Ao contrário do que se diz, Bomfim, com um grande conhecimento de causa, adquirido com valiosa experiência, demonstra que não falta água no Nordeste. Essa falta de água como causa principal da praga maldita da seca já foi devidamente equacionada pela ação do homem e permite olhar o futuro dessa região com mais otimismo e com enfoque fundamentalmente distinto ao que se tem sido dado até agora.
Isto evidencia que essa região, tão desconhecida neste crucial aspecto, pode ser vista como privilegiada produtora mundial de energia química renovável, graças à fotossíntese que converte a abundante energia solar da região em energia química da biomassa de modo prático, com o manejo adequado da água. Nunca houve na região uma estratégia que privilegiasse esse imenso potencial energético de origem solar, por meio da fotossíntese. O Nordeste além de imensa insolação dispõe de água acumulada nos açudes e águas subterrâneas de modo a poder ser um grande produtor de energia renovável, pela disponibilidade de água abundante. Isto ainda não foi politicamente evidenciado por falta de adequados conhecimentos. A causa das secas não é a falta de água e sim a falta de sua regulação no tempo e de uma adequada distribuição. Nunca houve na região uma estratégia para uso desse imenso potencial energético solar por meio da ação conjugada no tempo do uso da energia eletromagnética do sol acoplado com o uso da água existente.
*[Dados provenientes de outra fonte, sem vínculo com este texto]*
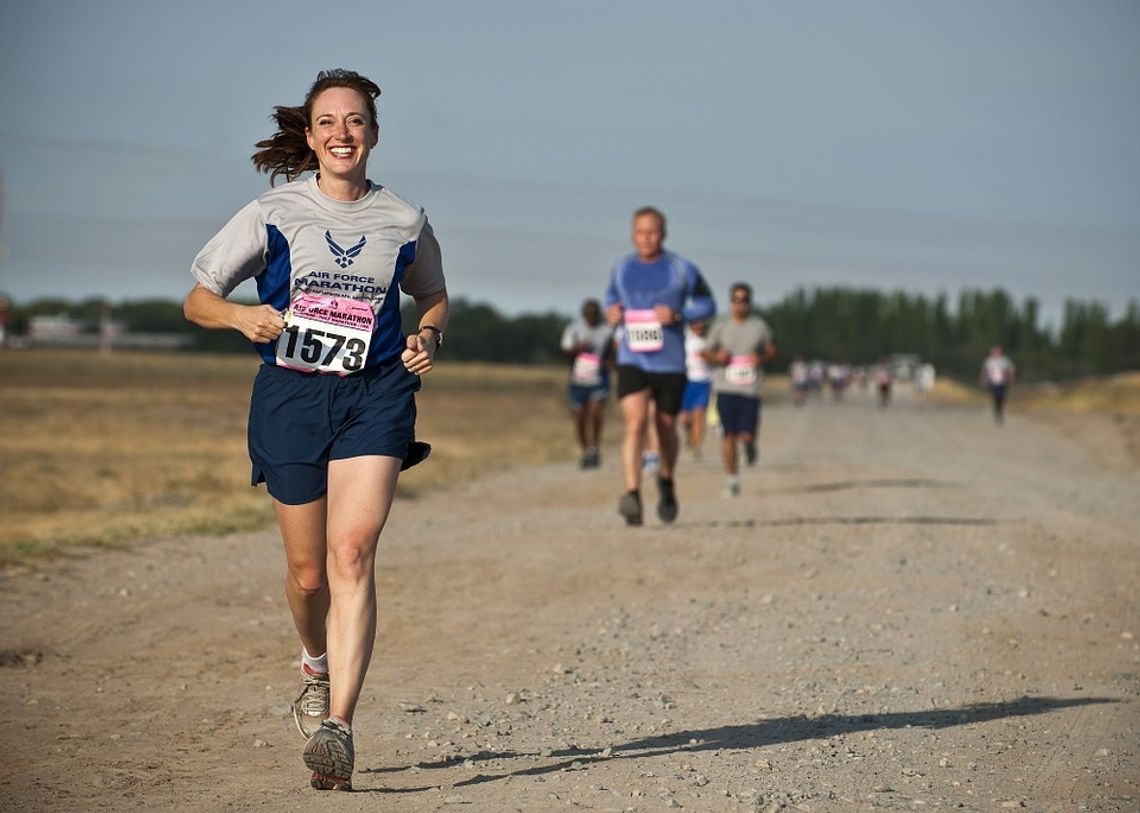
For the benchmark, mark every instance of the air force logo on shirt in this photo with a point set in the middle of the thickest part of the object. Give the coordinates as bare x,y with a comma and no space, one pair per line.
344,257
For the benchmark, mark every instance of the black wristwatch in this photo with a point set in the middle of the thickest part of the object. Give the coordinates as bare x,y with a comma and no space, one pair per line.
439,334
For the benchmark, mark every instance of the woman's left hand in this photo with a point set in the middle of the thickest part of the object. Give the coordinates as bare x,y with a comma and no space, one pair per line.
420,355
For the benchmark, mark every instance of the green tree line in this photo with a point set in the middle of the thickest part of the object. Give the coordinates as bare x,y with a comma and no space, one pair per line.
843,324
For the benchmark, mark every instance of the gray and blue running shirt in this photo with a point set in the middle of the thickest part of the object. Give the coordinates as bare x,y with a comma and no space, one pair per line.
295,240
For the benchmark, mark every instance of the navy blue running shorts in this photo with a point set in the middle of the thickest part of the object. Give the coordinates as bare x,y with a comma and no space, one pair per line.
739,414
300,421
665,388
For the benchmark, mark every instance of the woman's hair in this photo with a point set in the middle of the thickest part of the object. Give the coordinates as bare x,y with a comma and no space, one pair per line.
287,151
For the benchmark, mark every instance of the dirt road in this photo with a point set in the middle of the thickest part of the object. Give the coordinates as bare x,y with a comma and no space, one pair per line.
909,609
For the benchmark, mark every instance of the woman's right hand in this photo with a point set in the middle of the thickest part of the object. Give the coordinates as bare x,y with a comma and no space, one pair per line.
259,323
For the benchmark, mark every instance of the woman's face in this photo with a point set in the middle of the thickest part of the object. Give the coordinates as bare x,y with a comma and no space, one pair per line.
341,133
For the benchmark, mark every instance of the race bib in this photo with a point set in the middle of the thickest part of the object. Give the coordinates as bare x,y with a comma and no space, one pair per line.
643,331
326,334
587,370
740,372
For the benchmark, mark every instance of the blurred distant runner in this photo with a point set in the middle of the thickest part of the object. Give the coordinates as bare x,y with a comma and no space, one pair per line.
800,382
739,344
652,293
882,382
332,415
694,403
588,344
998,375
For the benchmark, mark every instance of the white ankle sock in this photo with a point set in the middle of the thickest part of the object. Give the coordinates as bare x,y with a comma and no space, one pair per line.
319,665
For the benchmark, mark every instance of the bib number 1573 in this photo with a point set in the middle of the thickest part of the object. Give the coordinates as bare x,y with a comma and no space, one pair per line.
326,334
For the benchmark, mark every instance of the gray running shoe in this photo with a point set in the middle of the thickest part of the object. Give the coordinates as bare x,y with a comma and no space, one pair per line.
311,705
667,502
630,507
331,756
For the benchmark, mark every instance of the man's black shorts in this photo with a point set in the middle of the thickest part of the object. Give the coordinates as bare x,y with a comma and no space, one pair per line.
666,389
Na realidade, o Nordeste é um enigma. Por um lado, apresenta-se como território de elevada força telúrica e riqueza natural energética solar indiscutível, desperdiçada, porém pelo não acoplamento com a água por meio da fotossíntese das plantas, transformando-os em energia química vegetal. Este desajuste acompanhado de uma evaporação gigantesca provoca as terríveis secas, principal causa da pobreza e da miséria do seu povo, em vez de ser fonte de riqueza e bem estar, o que sempre é possível com energia abundante, precisamente quando começa a falta de energia no mundo pelo fim da era dos combustíveis fósseis.
Na realidade, forma-se um círculo vicioso perverso de desperdiçar uma quantidade descomunal de energia eletromagnética solar - privilegio nordestino devido a sua localização geográfica e, ao mesmo tempo, permite que imensa quantidade de energia atue de modo inclemente sobre a matéria orgânica do solo, retirando-lhe fertilidade e provocando uma evaporação descomunal, onde quer que exista alguma umidade. Ou seja, um processo implacável natural em favor da formação de desertos improdutivos. Isto leva o seu povo à miséria, com todas as conseqüências que a seca provoca. Assim, a vulnerabilidade que a pobreza promove em seu povo, numa natureza dura, agressiva, muito rica em energia sob a forma direta de incidência solar, sem qualquer proteção do solo ou adequado aproveitamento econômico resultante do ajuste do sol com a água abundante. Cabe, entretanto ao homem superar esses desajustes. De certo modo, esse desequilíbrio temporal das águas que leva ao desespero o seu povo, pode ser superado pela ação do homem regulando as águas. É isto que Manoel Bomfim procura exemplificar, de modo indireto, em que foram identificadas peculiaridades que provocam ajustes naturais surpreendente.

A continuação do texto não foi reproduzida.